BoG report: Nearly one in two loan portfolios now falls into NPL category

The Bank of Greece (BoG) this week revisited the still unresolved and pressing issue of non-performing loans (NPLs) in the country, referring to a continuing deterioration of Greek banks’ loan portfolios.

The Bank of Greece (BoG) this week revisited the still unresolved and pressing issue of non-performing loans (NPLs) in the country, referring to a continuing deterioration of Greek banks’ loan portfolios.

In its regular six-month report, the central bank said the percentage of NPLs held by Greece’s systemic banks in the first quarter of 2016 reached a stratospheric 45.1 percent, despite concerted efforts to stem the tide.
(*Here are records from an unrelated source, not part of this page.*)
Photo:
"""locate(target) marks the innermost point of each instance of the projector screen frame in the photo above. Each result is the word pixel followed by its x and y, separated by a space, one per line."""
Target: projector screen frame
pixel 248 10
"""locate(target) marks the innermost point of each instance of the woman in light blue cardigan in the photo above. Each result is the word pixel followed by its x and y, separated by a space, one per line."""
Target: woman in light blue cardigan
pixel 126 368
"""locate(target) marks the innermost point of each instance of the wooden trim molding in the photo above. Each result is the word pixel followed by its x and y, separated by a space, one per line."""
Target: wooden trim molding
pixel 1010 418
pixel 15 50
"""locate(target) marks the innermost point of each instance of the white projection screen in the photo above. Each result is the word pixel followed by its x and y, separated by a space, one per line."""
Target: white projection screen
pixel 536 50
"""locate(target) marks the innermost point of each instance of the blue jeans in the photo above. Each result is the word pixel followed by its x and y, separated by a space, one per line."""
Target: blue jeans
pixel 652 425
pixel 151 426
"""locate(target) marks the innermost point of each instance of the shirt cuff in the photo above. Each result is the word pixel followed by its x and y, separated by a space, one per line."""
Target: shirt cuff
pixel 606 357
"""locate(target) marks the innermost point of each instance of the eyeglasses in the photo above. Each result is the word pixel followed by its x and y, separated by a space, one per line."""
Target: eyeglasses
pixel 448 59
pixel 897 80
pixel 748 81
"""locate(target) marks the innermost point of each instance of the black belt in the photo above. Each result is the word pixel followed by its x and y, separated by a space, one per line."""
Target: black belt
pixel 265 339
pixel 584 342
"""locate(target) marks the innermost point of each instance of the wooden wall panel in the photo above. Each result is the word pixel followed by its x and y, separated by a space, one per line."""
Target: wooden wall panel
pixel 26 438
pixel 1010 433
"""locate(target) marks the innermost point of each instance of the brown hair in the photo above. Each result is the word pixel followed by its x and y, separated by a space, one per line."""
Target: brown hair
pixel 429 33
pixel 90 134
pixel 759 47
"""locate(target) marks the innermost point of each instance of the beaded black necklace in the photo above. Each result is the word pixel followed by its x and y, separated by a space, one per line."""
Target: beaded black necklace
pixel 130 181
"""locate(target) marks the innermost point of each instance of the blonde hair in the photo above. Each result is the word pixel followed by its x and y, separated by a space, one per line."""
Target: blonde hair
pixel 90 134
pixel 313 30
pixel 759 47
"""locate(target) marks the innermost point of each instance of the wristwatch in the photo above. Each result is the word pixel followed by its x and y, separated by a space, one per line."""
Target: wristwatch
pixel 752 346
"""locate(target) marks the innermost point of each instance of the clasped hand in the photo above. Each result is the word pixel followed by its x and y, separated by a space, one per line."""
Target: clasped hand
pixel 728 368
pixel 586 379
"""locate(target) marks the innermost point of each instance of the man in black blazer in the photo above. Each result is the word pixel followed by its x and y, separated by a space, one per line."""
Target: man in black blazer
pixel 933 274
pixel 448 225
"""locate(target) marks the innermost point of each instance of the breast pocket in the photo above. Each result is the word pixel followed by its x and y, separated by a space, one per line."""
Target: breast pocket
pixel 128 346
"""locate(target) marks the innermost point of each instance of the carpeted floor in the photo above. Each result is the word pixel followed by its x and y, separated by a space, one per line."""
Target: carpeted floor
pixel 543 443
In terms of specific categories, the BoG said the consumer loan portfolio shows NPLs reaching 55.2 percent, up marginally 0.2 percent since the end of 2015. Nevertheless, the fact that more than one in two such loan products is now characterized as a NPL bodes ill for banks’ spreadsheets and liquidity in the market as a whole. As an absolute number, some 2.14 million such loan contracts are considered as NPLs.

In terms of corporate and commercial lending, the NPL index reached 44.6 percent, up from 43.8 percent at the end of 2015. Of approximately 749,000 such loan portfolios, 425,000 are considered as not serviced.

In terms of mortgages, the NPL index reached 42 percent, up from 41 percent at the end of 2015. In total, 1.359 million mortgages and housing-related loan products are recorded, of which more than 482,000 are now NPLs.

In terms of value, NPLs in Greece easily exceed 80 billion euros, with some estimates reaching as high as 110 million euros.

The issue has repeatedly been brought up by Greece's institutional creditors, who demand a significant decrease in the figure.